PSU, private entities not spending 2% of their profits on CSR activities in Assam: assembly panel

The panel suggested the formation of committees at district level, for the selection and appropriate monitoring of programs within the framework of CSR.

Large PSUs, including Oil India, Oil and Natural Gas Corporation (ONGC), Indian Oil Corporation (IOC) and Coal India, and private sector entities do not spend the mandatory 2% of their annual profits on social responsibility activities (CSR) companies in Assam, despite having their production units in the state, an assembly committee observed.

The assembly panel in its report for the Department of Industries for 2021-2022 suggested that PSUs and private companies with production units outside Assam should spend at least 5% of their total CSR funds. in the state.

“The committee observes with a serious note that the performance of CSR activities of PSUs and private sector industries in the state is very dismal,” said the Standing Committee on Development (A) of the departments linked to the departments in its report. .

“… private sector industries and PSUs such as OIL, ONGC, IOC, NRL, IOCL (BGR), Coal India Ltd, with their production units in the state do not spend the mandatory two percent of their annual profit (s) for profit, ”he added.

“The CSR activities undertaken by the companies are mainly concentrated in the areas neighboring their units, while this work was not distributed evenly throughout the state,” the panel said.

“The committee further observes that PSUs and private sector industries with their out-of-state production units spend virtually no amount of CSR funds in Assam, although the state is lagging far behind in regarding development indices and SDGs. objectives, ”the report says.

“As a result, the panel ordered PSUs and private sector industries with their production units in Assam to compulsorily spend 2% of their annual profits on CSR activities and to” distribute their CSR funds evenly throughout state instead of focusing only on a few neighboring districts. ”.

The panel suggested the formation of district-level committees, comprising deputy commissioners, MPs and MPs, for the selection and appropriate monitoring of programs within the framework of CSR.

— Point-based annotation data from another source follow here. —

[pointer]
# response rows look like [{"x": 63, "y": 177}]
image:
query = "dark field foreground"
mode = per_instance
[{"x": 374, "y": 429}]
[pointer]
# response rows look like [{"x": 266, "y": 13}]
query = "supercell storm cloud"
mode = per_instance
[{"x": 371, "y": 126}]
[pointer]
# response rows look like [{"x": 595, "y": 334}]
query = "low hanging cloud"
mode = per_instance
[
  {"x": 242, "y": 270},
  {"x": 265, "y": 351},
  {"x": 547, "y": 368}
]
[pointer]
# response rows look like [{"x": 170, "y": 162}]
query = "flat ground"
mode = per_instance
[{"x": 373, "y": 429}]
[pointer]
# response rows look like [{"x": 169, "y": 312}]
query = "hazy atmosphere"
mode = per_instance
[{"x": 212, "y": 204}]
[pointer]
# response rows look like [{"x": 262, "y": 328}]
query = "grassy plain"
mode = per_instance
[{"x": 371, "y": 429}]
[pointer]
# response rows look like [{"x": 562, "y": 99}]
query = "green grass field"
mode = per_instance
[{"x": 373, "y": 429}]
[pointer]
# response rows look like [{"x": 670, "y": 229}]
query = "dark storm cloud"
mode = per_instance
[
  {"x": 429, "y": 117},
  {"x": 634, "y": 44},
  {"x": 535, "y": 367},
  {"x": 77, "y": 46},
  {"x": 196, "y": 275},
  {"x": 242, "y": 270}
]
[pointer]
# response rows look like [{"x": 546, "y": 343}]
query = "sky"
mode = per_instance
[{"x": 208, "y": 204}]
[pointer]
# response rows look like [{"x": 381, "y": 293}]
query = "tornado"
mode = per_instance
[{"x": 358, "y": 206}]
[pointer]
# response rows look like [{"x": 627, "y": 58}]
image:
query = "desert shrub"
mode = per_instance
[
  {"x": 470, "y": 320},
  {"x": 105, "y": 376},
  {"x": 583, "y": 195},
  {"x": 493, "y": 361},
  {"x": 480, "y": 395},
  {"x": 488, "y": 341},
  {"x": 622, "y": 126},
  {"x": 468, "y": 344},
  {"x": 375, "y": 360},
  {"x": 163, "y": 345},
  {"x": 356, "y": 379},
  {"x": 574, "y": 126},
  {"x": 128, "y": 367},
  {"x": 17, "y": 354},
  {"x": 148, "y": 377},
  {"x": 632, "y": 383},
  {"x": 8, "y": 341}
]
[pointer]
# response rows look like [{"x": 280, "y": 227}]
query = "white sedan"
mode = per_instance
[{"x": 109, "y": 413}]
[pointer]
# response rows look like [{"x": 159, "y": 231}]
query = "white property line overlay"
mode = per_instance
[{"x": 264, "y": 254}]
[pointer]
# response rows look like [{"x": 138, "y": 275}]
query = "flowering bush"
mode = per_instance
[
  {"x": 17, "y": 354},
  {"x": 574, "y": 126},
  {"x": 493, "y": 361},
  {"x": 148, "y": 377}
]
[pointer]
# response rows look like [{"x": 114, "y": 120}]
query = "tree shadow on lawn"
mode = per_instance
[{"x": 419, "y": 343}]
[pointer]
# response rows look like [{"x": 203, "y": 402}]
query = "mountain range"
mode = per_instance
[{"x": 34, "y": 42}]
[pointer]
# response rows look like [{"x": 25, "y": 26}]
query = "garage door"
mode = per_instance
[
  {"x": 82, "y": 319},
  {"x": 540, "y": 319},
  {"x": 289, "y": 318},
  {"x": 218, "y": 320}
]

“Details of the plans along with their location and the amount spent on each plan in the state over the past five years under the CSR fund by PSUs and private sector industries should be submitted to the committee (s). ) within six months, ”he added.

According to the Companies Act 2013, each entity with a net worth of 500 crore or more, or a turnover of 1000 crore or more, or a net profit of 5 crore or more must spend at least 2% of the average net amount profits made during the three immediately preceding financial years, focusing on the surrounding localities where it operates.